Foreign companies would not be eligible under this category where the property would represent a significant proportion of its Australian assets.
- Foreign nationals temporarily resident in Australia, holding a current temporary resident visa which permits continuous residence in Australia for a minimum further period of more than 12 months from the time of application, purchasing a dwelling for use as their principal place of residence (and not for rental purposes), subject to the immediate sale of that property if their visa expires, or if they no longer occupy the property or when hey cease to reside in Australia. This latter category includes long-stay retirees, and students 18 years of age and over studying courses of more than twelve months duration at recognised tertiary institutions. A general limit of $300,000 applies to the value of properties acquired by students temporarily resident in Australia.

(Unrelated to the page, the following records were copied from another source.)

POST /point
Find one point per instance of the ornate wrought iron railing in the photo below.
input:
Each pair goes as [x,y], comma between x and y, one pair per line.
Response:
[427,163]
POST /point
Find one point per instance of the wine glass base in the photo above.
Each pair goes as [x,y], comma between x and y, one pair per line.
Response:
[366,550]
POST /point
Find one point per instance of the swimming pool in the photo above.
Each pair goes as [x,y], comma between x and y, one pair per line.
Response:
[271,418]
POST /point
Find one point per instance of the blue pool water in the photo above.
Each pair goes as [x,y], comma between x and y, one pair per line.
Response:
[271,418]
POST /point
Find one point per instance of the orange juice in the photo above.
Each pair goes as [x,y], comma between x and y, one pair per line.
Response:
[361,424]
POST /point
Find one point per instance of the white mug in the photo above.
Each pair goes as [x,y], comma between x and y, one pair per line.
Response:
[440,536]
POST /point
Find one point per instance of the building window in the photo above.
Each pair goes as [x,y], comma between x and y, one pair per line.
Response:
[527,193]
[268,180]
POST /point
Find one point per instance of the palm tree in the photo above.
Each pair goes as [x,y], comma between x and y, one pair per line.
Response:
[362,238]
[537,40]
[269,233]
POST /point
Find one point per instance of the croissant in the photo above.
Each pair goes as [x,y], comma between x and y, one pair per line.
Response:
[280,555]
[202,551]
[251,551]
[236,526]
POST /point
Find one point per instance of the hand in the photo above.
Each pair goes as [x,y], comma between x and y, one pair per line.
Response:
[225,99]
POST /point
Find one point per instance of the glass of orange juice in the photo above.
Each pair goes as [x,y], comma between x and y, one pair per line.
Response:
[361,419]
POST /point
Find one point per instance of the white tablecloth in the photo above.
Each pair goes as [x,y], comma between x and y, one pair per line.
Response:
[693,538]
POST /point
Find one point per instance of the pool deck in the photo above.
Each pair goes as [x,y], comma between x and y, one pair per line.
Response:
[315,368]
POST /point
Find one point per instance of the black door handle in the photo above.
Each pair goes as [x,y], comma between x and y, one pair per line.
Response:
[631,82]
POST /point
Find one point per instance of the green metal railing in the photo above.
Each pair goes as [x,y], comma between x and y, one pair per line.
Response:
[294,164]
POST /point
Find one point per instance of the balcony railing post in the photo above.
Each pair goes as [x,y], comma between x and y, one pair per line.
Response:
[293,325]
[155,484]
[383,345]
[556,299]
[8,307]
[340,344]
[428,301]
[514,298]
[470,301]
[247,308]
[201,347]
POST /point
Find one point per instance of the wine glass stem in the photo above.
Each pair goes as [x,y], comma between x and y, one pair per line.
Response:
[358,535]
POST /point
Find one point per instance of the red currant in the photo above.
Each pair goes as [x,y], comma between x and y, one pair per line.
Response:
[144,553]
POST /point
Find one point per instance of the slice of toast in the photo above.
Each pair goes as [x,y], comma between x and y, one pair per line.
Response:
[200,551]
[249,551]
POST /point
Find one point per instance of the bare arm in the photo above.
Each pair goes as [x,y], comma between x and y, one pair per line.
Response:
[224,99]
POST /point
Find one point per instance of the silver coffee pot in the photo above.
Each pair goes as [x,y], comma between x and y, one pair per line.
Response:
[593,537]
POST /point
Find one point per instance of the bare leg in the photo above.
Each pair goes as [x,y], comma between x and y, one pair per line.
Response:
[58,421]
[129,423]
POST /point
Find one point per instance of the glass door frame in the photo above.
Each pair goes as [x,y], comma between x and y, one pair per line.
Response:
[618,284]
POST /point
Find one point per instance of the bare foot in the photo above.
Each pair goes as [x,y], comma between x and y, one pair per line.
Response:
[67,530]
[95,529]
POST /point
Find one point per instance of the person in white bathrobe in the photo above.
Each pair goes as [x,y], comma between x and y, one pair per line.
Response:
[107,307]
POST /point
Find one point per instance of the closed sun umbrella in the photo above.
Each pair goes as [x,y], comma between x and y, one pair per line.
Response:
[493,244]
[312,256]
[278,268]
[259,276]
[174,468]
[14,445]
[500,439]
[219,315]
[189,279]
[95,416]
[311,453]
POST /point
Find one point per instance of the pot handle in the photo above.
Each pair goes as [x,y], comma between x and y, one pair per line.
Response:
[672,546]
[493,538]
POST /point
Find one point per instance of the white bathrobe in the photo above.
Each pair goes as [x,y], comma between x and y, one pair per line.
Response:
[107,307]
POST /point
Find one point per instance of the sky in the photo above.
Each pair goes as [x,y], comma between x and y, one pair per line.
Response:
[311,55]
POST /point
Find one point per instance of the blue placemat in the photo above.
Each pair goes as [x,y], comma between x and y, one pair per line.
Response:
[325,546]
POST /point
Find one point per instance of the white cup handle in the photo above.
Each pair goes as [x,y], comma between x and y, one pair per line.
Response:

Persons who only hold visitor or bridging visas are not eligible for approval under this category. Residential Real Estate for Development
- Acquisitions of residential real estate (including vacant building allotments and house and land packages where construction has not commenced) for development by foreign interests are normally approved subject to a specific condition requiring continuous construction to commence within 12 months; once construction is completed, parties are required to provide the completion date and actual development expenditure.
* To be eligible for approval under this category it is expected that a minimum of fifty per cent of the acquisition cost or current market value (whichever is higher) be spent on development.
- Once the development condition has been fulfilled, properties acquired under this category may be rented out, sold to Australian interests or other eligible purchasers, or retained for the foreign investor’s own use.